Umsetzung der folgenden Maßnahmen innerhalb der nächsten drei Jahre (2019-2021) durch die Stadt Hagen:

 

Pflege und Unterhaltung der Gehölzbestände entlang von Straßen entsprechend der Hinweise, die das Ministerium für Bauen, Wohnen, Stadtentwicklung und Verkehr (MBWSV) und das Umweltministerium NRW (MKULNV) für Bundesfern- und Landesstraßen erarbeitet haben. Für die Pflege der innerstädtischen Straßen soll ein entsprechendes ökologisches Bewirtschaftungskonzept entwickelt werden.

 

In Parks und Friedhöfen sollen vermehrt heimische Arten angepflanzt werden, da sie zahlreichen Insektenarten, welche als Bestäuber für Nahrungsmittel unentbehrlich sind, Nahrung bieten. Des Weiteren können durch spezifische Artenhilfsmaßnahmen wie zum Beispiel der Anlage von Biotopen, Trockenmauern und Totholzhecken sowie dem Anbringen von Nistkästen in Parkanlagen, Friedhöfen und Gärten Strukturen geschaffen werden, die dem Erhalt und der Förderung seltener oder bedrohter Arten dienen.

 

Erhaltung und Förderung von Gebäudequartieren für Fledermäuse und Vögel. Ursprüngliche Fels- und Höhlenbrüter wie Turmfalke, Schleiereule, Mehlschwalbe und Mauersegler finden in und an Gebäuden geeignete Ersatzlebensräume.
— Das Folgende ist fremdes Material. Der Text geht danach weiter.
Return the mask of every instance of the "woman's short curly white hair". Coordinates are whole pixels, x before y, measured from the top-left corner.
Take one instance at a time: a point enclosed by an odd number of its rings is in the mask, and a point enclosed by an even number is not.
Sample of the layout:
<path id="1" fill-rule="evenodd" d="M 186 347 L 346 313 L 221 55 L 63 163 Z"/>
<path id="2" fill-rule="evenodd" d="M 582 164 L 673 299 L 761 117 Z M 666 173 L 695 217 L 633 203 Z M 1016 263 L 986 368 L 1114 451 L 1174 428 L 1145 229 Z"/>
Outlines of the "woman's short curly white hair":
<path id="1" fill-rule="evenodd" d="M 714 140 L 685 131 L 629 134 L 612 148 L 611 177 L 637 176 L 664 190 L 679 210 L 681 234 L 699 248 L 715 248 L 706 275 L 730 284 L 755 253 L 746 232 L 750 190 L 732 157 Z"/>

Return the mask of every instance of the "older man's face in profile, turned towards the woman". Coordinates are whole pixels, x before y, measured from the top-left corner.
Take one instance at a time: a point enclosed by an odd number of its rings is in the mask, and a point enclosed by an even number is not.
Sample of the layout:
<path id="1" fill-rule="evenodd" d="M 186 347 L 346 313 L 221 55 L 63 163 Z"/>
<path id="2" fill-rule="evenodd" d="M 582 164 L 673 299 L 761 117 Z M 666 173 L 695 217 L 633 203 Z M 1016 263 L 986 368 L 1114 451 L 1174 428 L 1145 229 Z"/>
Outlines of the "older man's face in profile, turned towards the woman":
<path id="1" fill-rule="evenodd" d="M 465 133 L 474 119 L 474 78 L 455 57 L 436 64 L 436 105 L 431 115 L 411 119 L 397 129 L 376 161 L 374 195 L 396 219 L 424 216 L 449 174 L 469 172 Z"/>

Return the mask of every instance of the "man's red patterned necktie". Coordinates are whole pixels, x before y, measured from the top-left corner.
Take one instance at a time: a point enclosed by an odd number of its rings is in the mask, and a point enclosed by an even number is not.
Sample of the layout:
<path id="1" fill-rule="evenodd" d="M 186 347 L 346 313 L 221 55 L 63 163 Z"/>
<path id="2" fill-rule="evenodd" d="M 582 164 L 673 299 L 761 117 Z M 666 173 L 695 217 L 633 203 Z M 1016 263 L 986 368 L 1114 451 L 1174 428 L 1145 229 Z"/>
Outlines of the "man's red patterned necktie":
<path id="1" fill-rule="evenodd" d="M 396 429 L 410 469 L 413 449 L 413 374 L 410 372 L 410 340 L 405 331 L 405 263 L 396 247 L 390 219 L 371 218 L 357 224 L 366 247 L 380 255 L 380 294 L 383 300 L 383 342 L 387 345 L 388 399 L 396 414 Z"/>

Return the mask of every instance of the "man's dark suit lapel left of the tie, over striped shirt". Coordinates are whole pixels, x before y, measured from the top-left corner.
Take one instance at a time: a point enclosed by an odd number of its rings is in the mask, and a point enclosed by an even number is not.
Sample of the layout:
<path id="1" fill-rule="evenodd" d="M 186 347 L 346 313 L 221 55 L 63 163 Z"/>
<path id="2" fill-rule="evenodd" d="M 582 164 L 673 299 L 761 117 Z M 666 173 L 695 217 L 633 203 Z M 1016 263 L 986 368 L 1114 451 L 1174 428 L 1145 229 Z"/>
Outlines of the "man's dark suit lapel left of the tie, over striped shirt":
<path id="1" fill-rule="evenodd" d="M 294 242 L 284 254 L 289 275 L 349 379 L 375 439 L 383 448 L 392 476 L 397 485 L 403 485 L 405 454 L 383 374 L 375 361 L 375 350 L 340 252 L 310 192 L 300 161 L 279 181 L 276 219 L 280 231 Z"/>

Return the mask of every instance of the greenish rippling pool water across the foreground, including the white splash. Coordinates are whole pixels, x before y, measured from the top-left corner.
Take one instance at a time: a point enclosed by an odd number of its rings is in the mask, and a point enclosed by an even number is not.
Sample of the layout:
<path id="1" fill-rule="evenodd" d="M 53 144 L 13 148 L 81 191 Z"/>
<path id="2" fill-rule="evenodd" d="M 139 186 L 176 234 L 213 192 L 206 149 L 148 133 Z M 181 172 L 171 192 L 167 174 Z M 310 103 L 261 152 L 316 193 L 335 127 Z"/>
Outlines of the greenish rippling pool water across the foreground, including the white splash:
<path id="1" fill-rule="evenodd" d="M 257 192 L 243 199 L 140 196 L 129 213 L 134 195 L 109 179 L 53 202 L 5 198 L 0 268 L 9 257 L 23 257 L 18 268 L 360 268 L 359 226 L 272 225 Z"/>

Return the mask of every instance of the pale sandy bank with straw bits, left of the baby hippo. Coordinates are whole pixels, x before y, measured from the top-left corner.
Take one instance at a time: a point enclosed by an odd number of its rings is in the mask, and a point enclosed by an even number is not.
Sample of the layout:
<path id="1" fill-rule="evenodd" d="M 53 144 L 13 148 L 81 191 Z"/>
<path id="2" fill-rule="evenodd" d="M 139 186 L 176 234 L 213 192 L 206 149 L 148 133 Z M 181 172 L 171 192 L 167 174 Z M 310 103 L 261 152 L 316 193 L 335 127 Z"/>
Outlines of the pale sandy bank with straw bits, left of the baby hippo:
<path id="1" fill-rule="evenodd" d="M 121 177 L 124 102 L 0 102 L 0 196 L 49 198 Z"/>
Umsetzung von Maßnahmen (Festsetzungen) zur Pflanzung von heimischen Bäumen und Büschen.

 

Erarbeitung und Umsetzung von ökologischen Mähplänen für die Straßen- und Wegränder der Stadt (d. h. bis auf Ausnahmestandorte kein mehrmaliges Mulchen, sondern ein einmal jährliches Mähen und Abfahren). Somit wird zugleich das Aufwachsen der Straßenränder vermieden, die andernfalls regelmäßig abgeschält werden müssen.

 

Auf Pestizide, Stickstoff-Dünger und Torf wird bei städtischen Grünflächenarbeiten verzichtet.

 

Katastermäßiges Erfassen und Entwicklung von Blühstreifen mit regionalem Wildpflanzensaatgut auf dem kommunalen Flächeneigentum.

 

Schaffung von Anreizen für die artenreiche und vielfältige Gestaltung privater Gärten bspw. durch Auslobung von Preisgeldern (für besondere Privatgärten und/oder eines Wettbewerbs zur Umgestaltung artenarmer Gärten. Ein solcher Wettbewerb könnte als Werbekampagne gegen den Trend der Stein-rten genutzt werden.

 

Darstellung der besonderen Bedeutung der innerstädtischen Kleingartenanlagen für Artenvielfalt und innerstädtisches Klima.

 

Unterstützung des WBH bei der Entwicklung nachhaltiger Bewirtschaftung und Bepflanzung von städtischen Flächen.